Presenting What You Want to Say Vs. What They Want To Hear

In my workshops and seminars, I teach my audience to determine what the audience needs to hear and what the audience wants to hear. More often than not, the two can be as different as night and day. And yet, having a balance of both in your presentation will aid in the success of your speech.

Unfortunately, many of us have a difficult time figuring out which is which – a “need to know” vs. what is a “want to know”. Presenters usually confuse a “need to know” as a “want to know”, which is a big mistake. If your entire presentation is delivering “need to know information”, you run the risk of your audience getting bored and suffering from left-brain fatigue.

Look at it this way, as an audience member, would you prefer going into a presentation telling you everything you “need to know” (step-by-step process of a new business policy), or what you “want to know” (how new policy will give you more free time)?

The problem is that as presenters, our “need to know/want to know” filter is faulty. What sounds like a “want to know” to a presenter is actually a “need to know” to the audience”. So how can we fix our faulty filter?

You have 2 options.

Interview a potential audience member.

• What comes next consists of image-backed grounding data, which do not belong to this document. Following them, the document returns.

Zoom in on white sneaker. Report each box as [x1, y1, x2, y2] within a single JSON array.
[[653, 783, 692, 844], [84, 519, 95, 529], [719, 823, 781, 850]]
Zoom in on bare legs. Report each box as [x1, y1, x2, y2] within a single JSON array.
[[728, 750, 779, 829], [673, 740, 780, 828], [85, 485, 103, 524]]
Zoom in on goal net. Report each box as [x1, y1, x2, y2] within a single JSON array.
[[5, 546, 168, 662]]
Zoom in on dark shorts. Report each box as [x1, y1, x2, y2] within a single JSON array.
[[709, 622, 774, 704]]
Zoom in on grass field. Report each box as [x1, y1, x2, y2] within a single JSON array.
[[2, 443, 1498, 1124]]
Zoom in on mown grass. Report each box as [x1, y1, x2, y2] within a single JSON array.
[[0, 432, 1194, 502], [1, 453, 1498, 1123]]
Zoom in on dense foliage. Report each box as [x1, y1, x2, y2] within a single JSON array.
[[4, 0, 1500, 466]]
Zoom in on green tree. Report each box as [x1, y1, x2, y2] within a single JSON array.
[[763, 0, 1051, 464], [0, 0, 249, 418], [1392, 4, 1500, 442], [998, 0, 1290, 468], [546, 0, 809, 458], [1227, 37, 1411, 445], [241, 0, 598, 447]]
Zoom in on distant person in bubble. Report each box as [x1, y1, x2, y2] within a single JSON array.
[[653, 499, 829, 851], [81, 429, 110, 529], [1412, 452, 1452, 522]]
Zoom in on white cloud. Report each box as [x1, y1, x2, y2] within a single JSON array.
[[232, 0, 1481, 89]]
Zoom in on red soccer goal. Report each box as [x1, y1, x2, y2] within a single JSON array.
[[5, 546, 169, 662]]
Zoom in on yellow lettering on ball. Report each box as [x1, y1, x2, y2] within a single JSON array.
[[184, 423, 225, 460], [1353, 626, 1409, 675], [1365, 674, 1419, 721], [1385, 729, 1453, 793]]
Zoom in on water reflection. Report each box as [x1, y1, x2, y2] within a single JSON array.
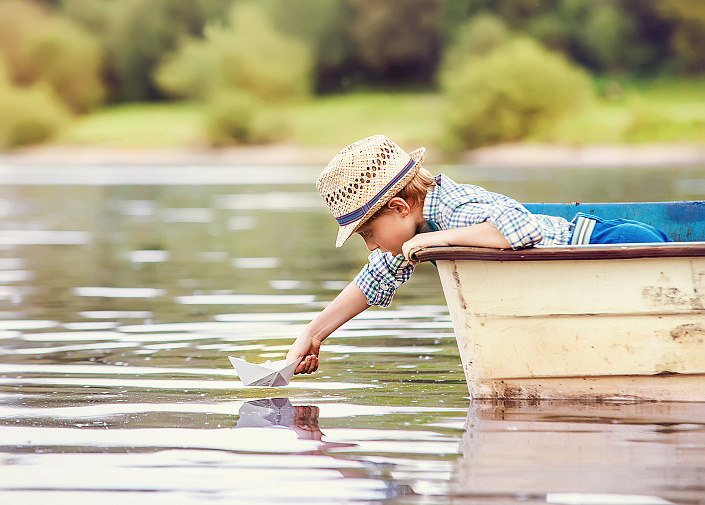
[[0, 163, 704, 504], [238, 398, 343, 446], [453, 401, 705, 505]]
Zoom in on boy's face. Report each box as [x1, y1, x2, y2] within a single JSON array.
[[355, 198, 419, 256]]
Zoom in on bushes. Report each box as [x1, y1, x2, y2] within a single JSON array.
[[156, 2, 312, 145], [156, 3, 312, 102], [204, 90, 284, 146], [442, 34, 594, 148], [0, 77, 72, 149], [0, 0, 105, 113], [19, 20, 105, 113], [101, 0, 232, 102], [441, 14, 510, 70], [0, 0, 102, 149]]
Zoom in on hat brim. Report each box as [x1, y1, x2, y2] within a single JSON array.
[[335, 146, 425, 248]]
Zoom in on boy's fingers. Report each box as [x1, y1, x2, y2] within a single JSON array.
[[294, 358, 308, 374], [295, 355, 318, 375], [303, 356, 318, 374]]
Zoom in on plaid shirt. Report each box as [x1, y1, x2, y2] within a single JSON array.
[[354, 174, 573, 307]]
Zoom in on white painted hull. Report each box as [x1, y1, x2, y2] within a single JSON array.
[[424, 245, 705, 401]]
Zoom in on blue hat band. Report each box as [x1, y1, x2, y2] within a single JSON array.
[[335, 159, 415, 227]]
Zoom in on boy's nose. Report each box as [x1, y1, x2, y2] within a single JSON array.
[[363, 237, 378, 252]]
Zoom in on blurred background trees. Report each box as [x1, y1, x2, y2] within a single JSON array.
[[0, 0, 703, 149]]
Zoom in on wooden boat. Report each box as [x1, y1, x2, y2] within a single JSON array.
[[413, 201, 705, 401]]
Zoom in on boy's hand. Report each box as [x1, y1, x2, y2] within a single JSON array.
[[402, 223, 512, 262], [287, 334, 321, 374], [285, 281, 370, 376], [402, 233, 446, 263]]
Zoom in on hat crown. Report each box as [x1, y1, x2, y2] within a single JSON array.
[[317, 135, 411, 219], [316, 135, 425, 247]]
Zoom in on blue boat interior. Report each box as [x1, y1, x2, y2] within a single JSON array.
[[523, 201, 705, 242]]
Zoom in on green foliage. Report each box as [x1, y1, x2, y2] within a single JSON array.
[[529, 78, 705, 145], [528, 0, 637, 73], [623, 102, 705, 143], [442, 37, 594, 148], [261, 0, 354, 93], [203, 90, 284, 146], [59, 81, 705, 150], [265, 0, 445, 91], [283, 92, 445, 148], [455, 0, 705, 77], [60, 92, 444, 150], [64, 0, 233, 102], [347, 0, 444, 85], [579, 2, 635, 70], [155, 2, 312, 102], [107, 0, 205, 101], [0, 78, 72, 149], [657, 0, 705, 73], [0, 0, 105, 112], [204, 91, 257, 145], [20, 19, 105, 112], [441, 14, 510, 76]]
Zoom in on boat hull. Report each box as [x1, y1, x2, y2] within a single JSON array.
[[424, 246, 705, 401]]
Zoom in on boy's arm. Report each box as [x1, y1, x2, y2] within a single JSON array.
[[287, 281, 370, 374], [402, 221, 511, 262]]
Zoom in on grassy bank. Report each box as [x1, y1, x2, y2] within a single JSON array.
[[532, 78, 705, 145], [58, 79, 705, 152], [59, 92, 446, 151], [59, 101, 206, 149]]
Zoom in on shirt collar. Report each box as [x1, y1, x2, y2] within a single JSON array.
[[422, 174, 441, 222]]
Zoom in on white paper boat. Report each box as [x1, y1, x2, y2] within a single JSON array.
[[228, 356, 302, 387]]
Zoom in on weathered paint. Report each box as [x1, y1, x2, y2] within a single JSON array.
[[435, 253, 705, 401]]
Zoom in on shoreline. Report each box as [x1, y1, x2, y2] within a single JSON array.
[[2, 142, 705, 168]]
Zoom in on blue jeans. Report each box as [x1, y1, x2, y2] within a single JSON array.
[[570, 213, 672, 245]]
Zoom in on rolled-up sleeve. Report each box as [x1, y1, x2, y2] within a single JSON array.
[[485, 203, 543, 249], [354, 250, 415, 307], [434, 176, 543, 250]]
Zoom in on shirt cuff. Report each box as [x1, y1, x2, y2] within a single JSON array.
[[354, 252, 414, 307]]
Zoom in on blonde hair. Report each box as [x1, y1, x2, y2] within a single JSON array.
[[369, 167, 435, 219]]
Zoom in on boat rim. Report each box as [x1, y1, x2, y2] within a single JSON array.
[[411, 242, 705, 262]]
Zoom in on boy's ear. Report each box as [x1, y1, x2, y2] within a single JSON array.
[[386, 197, 411, 216]]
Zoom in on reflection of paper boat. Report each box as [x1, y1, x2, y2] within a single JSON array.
[[228, 356, 302, 387], [236, 398, 296, 428]]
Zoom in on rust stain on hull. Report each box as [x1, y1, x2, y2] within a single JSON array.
[[671, 323, 705, 343]]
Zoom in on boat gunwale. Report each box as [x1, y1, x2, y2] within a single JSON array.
[[412, 242, 705, 262]]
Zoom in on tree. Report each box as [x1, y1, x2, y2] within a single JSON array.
[[0, 0, 105, 112], [443, 38, 594, 148], [61, 0, 233, 102], [657, 0, 705, 72], [347, 0, 444, 86], [262, 0, 358, 93], [155, 2, 312, 102]]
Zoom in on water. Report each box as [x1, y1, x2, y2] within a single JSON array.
[[0, 161, 704, 505]]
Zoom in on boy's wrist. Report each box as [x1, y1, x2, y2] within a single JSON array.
[[300, 324, 328, 345]]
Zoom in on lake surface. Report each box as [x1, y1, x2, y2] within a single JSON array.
[[1, 160, 704, 505]]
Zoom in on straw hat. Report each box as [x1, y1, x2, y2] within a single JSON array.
[[316, 135, 425, 247]]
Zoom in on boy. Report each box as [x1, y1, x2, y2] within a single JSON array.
[[287, 135, 671, 374]]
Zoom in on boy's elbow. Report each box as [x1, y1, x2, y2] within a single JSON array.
[[512, 229, 543, 250], [529, 228, 544, 246]]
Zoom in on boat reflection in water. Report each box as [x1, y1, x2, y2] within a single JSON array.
[[451, 400, 705, 504]]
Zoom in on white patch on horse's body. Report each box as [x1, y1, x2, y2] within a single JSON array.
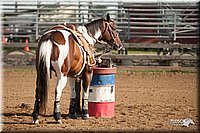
[[82, 87, 89, 99], [50, 30, 71, 101], [53, 71, 68, 101], [93, 28, 101, 40], [54, 30, 70, 64], [77, 26, 101, 46]]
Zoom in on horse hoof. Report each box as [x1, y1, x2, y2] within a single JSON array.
[[68, 114, 77, 119], [56, 119, 63, 124], [82, 114, 89, 120], [54, 112, 61, 121], [32, 119, 39, 124]]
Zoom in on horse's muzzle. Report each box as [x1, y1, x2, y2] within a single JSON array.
[[113, 43, 123, 51], [118, 45, 123, 51]]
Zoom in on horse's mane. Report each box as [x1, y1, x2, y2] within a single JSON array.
[[84, 18, 105, 36]]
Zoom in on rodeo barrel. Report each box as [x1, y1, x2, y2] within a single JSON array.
[[88, 66, 116, 118]]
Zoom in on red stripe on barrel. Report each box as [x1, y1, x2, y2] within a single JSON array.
[[88, 102, 115, 118], [92, 67, 117, 75]]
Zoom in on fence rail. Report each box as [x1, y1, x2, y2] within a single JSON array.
[[2, 1, 198, 42], [2, 1, 199, 66]]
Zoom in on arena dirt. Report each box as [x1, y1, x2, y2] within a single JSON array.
[[1, 66, 198, 132]]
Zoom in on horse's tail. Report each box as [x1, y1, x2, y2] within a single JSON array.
[[37, 37, 53, 115]]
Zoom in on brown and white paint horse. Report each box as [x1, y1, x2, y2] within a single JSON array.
[[32, 13, 123, 124]]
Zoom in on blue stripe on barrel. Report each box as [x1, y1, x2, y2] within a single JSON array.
[[91, 74, 115, 86]]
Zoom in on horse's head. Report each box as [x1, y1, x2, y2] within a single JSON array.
[[100, 13, 123, 50], [84, 13, 123, 51]]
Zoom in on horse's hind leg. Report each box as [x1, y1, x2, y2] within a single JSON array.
[[53, 72, 67, 123], [32, 78, 40, 124], [32, 99, 40, 124]]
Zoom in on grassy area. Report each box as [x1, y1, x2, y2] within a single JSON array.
[[3, 66, 35, 72], [109, 48, 157, 55], [117, 67, 198, 74], [3, 66, 197, 74], [111, 51, 156, 55], [124, 50, 156, 55], [118, 69, 197, 74]]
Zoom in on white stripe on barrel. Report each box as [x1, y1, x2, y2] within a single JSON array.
[[88, 67, 117, 118]]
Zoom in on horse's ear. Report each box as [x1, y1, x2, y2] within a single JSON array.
[[106, 13, 111, 22]]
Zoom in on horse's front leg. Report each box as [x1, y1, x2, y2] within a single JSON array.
[[82, 70, 93, 119], [68, 77, 81, 119], [75, 79, 82, 115], [54, 73, 67, 124]]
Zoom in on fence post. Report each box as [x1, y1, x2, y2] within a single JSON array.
[[35, 2, 40, 40], [170, 42, 180, 67], [82, 13, 84, 26], [128, 12, 130, 40], [173, 13, 177, 41], [78, 2, 81, 23]]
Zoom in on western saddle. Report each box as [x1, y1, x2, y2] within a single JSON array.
[[49, 24, 96, 67]]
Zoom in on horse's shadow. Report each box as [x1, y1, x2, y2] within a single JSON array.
[[1, 112, 31, 124], [1, 112, 31, 117], [1, 113, 68, 125]]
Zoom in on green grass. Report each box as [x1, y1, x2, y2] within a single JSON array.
[[3, 65, 197, 74], [117, 68, 197, 74], [126, 51, 156, 55], [3, 66, 35, 72], [110, 49, 157, 55]]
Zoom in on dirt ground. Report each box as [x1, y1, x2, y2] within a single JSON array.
[[1, 66, 199, 132]]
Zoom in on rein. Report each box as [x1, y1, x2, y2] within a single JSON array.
[[102, 22, 118, 40], [95, 47, 111, 58], [100, 21, 119, 50], [85, 21, 116, 61]]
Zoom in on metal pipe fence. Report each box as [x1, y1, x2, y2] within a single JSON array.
[[2, 1, 199, 66]]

Get it straight from the source. Say, “I’ll be speaking on X. What would you like to learn from a program that covers this?” Or, “I was thinking about covering X and Y. Which of those would be more of interest to you? Do either pique your interest?” And then, shut up. Don’t go into your speech. Don’t disagree with what they say. Just listen. You’d be surprised at how much valuable information you can learn from your audience members.

If, for some reason, you can’t get a hold of a potential audience member, you can have a friend interview you about your topic. This is another great way to find the need/want to knows. You will easily be able to tell what is interesting to your friend by the questions they ask you. Pay attention to what topics they ask more questions about. You should easily be able to discern what you should keep in your speech and what you should cut.

Can you think of any other ways to help you differentiate “want to knows” and “need to knows”?